The chapter also is the first virtuoso display of Arnett's masterful handling of structure, as she whips the reader with one quick cut from that childhood scene to the day a couple of decades later that Jessa discovers her father at the same work table, a gunshot wound in his skull, a note for Jessa next to him.

His death is the family's second great loss. Years before, Brynn packed up and left without a word of warning, and they haven't heard from her since. She practically grew up with the Mortons, mostly ignored by a mother busy with the kind of boyfriends Brynn says "made her want to lock the bathroom door when she showered."

The friendship between Brynn and Jessa is deep, their sexual relationship passionate. But Brynn marries Milo. "I knew that if she stayed with Milo, she'd always be close," Jessa tells us, "that I'd never lose her, even if I couldn't have her in the exact way I wanted." Like so many other things, it doesn't work out as Jessa hopes. Years later, the kids Brynn abandoned, teenage Lolee and almost-grown Bastien, are constant reminders of her absence.

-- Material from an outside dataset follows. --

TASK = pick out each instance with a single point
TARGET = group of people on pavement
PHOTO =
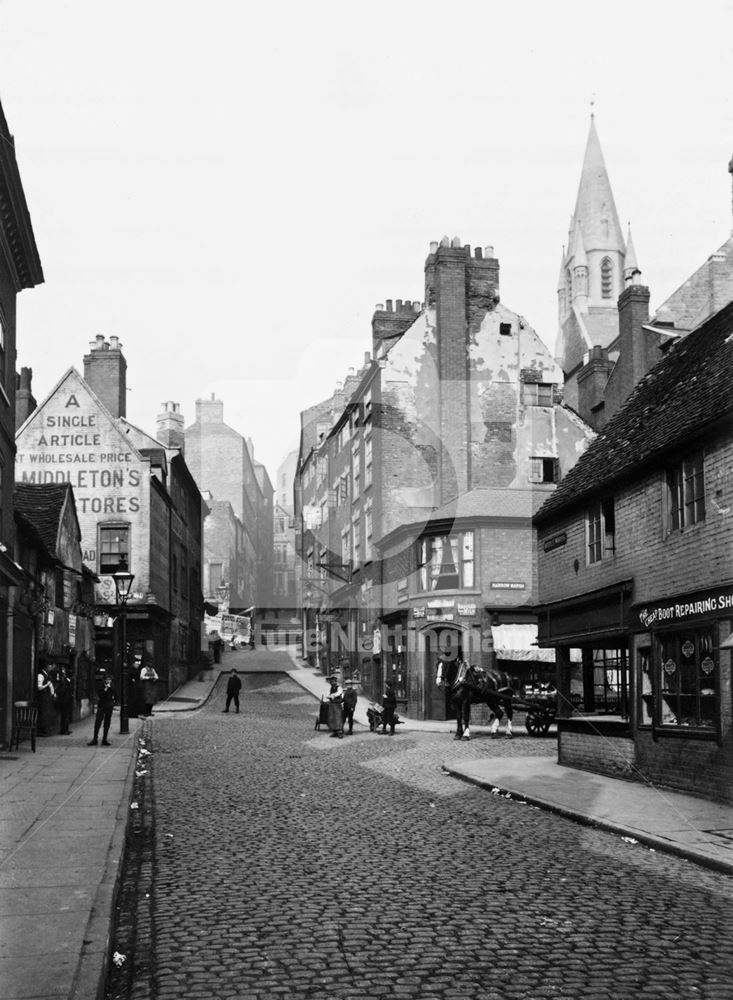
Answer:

Finding her father dead just adds another layer to Jessa's mourning. Even as she sinks into a cycle of heavy drinking and hangovers and abandonment of housekeeping and hygiene, she's a wryly engaging narrator.

After her husband's suicide, Libby Morton's grief manifests in an original fashion. Jessa comes to work one morning to find her mother sitting in front of the taxidermy shop's display window, smoking thoughtfully. Behind the glass is her handiwork: a stuffed mountain lion positioned to look like it's having sex with a goat, as a wild boar ogles them through a pair of binoculars.

Libby's lewd take on taxidermy escalates. She not only rearranges specimens, she ornaments them with everything from craft supplies to bondage gear and other sex toys. She misses her husband, Libby tells Jessa, but he was a control freak, and she's more than ready to express herself.

Jessa's annoyance becomes alarm when a local art gallery owner shows up, eager to put on an exhibition of Libby's work. The idea is disturbing enough; the gallery owner, Lucinda Rex, looks to Jessa like "a beautiful, dangerous predator." Nevertheless, Jessa and Lucinda soon become lovers, but Lucinda won't relent about Libby's exhibition. Jessa believes it will be a disaster, a carnival of shame.

It is a disaster, but not the kind Jessa expects. Sometimes, though, as a good taxidermist knows, breaking things down is the only way to put them back together. Sex makes us crazy and loss crushes our hearts and love, maybe, gives us a way to reshape ourselves. We're all a lot the same, under the skin.